The atmosphere is not a perfume, it has no taste of the distillation, it is odorless,
It is for my mouth forever, I am in love with it,
I will go to the bank by the wood and become undisguised and naked,
I am mad for it to be in contact with me.
The smoke of my own breath,
Echoes, ripples, buzz'd whispers, love-root, silk-thread, crotch and vine,
My respiration and inspiration, the beating of my heart, the pass- ing of blood and air through my lungs,
The sniff of green leaves and dry leaves, and of the shore and dark-color'd sea-rocks, and of hay in the barn,
The sound of the belch'd words of my voice loos'd to the eddies of the wind,
A few light kisses, a few embraces, a reaching around of arms,
The play of shine and shade on the trees as the supple boughs wag,
The delight alone or in the rush of the streets, or along the fields and hill-sides,
The feeling of health, the full-noon trill, the song of me rising from bed and meeting the sun.
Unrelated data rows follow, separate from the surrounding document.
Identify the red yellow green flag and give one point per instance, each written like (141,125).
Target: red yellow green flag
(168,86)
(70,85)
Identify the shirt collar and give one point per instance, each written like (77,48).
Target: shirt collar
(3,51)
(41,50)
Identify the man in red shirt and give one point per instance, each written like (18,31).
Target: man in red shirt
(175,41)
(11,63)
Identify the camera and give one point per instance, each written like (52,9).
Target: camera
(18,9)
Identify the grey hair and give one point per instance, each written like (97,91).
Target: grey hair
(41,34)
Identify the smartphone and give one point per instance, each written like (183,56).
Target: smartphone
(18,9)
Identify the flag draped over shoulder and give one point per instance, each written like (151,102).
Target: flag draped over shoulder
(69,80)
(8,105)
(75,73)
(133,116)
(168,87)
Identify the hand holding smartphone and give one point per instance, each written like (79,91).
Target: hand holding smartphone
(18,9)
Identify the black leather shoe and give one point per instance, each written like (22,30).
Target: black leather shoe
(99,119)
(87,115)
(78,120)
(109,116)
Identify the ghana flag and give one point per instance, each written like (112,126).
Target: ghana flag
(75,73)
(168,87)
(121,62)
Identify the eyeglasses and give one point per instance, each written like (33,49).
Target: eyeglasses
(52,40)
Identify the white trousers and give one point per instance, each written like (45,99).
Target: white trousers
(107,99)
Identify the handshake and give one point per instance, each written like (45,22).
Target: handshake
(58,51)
Have you reckon'd a thousand acres much? have you reckon'd the earth much?
Have you practis'd so long to learn to read?
Have you felt so proud to get at the meaning of poems?
Stop this day and night with me and you shall possess the origin of all poems,
You shall possess the good of the earth and sun, (there are millions of suns left,)
You shall no longer take things at second or third hand, nor look
through the eyes of the dead, nor feed on the spectres in books,
You shall not look through my eyes either, nor take things from me,
You shall listen to all sides and filter them from your self.